Call for Government to Change Course on Care

CARE providers today called on the Government to change course on getting urgent support to the country’s oldest and most vulnerable.

The Independent Care Group (ICG) said the Government’s U-turn on an energy supplier windfall tax showed it was capable of changing course.

Now it wants to see the Government alter plans for the Health and Social Care Levy so that social care gets urgent help.

ICG Chair Mike Padgham said: “The Chancellor today said ‘being able to change course is not a weakness it is a strength’ – well we want to see another demonstration of that strength to help a sector in crisis.

“The Government has proved that it can change course, introduce a windfall tax on energy suppliers and help hard-pressed families.

“It is time to see a change of course on the Health and Social Care Levy, with money diverted now to social care rather than in years ahead.”

The Levy is due to raise £36bn over the next three years but the bulk of that is to be spent on the NHS in the first instance.

But Mr Padgham added: “Yes, the NHS needs support, but it will be pointless bailing out the NHS if social care is leaking at the other end.

“Without a change of course, the boat will sink and more people will end up without the care they need.

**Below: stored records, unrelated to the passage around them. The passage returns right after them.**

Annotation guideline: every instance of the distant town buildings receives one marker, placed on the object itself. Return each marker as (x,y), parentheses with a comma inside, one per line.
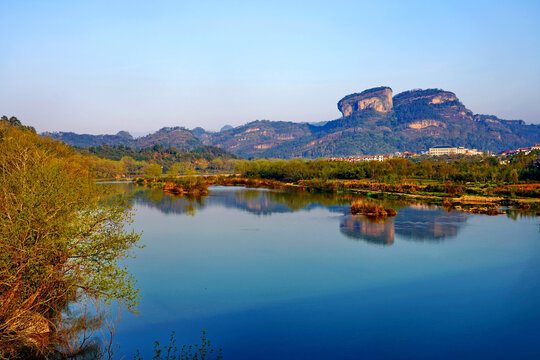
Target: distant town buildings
(362,158)
(520,150)
(452,150)
(434,151)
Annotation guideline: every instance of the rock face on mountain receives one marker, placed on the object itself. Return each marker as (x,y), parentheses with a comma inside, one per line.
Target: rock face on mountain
(170,137)
(378,99)
(86,140)
(373,122)
(259,137)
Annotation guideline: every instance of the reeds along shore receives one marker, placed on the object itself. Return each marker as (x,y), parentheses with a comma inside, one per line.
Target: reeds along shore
(198,186)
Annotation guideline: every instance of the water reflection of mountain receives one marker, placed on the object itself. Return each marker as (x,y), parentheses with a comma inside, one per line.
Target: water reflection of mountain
(259,201)
(415,222)
(419,222)
(373,231)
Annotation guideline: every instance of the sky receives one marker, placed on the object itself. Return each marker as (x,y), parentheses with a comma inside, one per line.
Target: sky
(105,66)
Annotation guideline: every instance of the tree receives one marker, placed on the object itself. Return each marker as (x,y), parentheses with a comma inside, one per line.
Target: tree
(174,170)
(514,177)
(61,237)
(153,170)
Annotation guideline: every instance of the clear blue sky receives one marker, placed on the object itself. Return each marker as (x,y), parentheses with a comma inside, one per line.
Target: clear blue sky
(105,66)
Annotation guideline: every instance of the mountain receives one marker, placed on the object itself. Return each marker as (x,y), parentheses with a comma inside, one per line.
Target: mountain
(169,137)
(373,121)
(177,137)
(86,140)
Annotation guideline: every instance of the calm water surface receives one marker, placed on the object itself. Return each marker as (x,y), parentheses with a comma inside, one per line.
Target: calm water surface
(273,275)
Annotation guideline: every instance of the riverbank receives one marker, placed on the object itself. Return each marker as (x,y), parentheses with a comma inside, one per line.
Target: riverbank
(468,197)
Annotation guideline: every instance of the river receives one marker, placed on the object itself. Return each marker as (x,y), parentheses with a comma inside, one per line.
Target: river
(277,275)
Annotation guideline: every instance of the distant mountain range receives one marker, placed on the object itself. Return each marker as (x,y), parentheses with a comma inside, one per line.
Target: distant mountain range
(373,122)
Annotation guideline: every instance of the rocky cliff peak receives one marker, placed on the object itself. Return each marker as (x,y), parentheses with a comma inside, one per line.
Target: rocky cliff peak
(378,99)
(428,96)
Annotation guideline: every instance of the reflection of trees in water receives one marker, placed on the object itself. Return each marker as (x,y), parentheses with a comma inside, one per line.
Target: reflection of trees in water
(254,201)
(167,204)
(515,214)
(377,231)
(423,223)
(415,222)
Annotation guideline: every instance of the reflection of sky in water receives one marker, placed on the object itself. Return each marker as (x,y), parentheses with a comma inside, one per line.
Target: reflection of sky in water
(273,275)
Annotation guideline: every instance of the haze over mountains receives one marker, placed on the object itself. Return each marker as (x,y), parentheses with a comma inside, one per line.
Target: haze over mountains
(373,122)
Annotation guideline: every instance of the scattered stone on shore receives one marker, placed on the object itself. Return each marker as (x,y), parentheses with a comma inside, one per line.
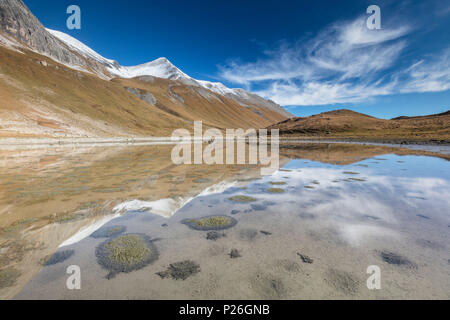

“Social care and NHS care need equal support – one cannot operate properly without the other – and we need the Government to recognise that and to act, diverting some of the earmarked money to social care so that we can address the staffing crisis which is crippling care.”
He said further evidence of the issues facing social care had been provided this week by the County Councils Network. It reported that planned Government reforms could cost more than £10bn more than estimated and need an extra 5,000 staff at a time when the sector is enduring a recruitment crisis.

The ICG wants to see:
• A root and branch overhaul of the way social care is planned and funded
• NHS care and social care merged and managed locally or nationally
• Extra funding for social care, funded by taxation
• Dementia treated and funded like other high priority illnesses
• A fixed percentage of GDP to be spent on social care
• Proper pay, conditions and career structure for carers
• Social care businesses to be zero-rated for VAT.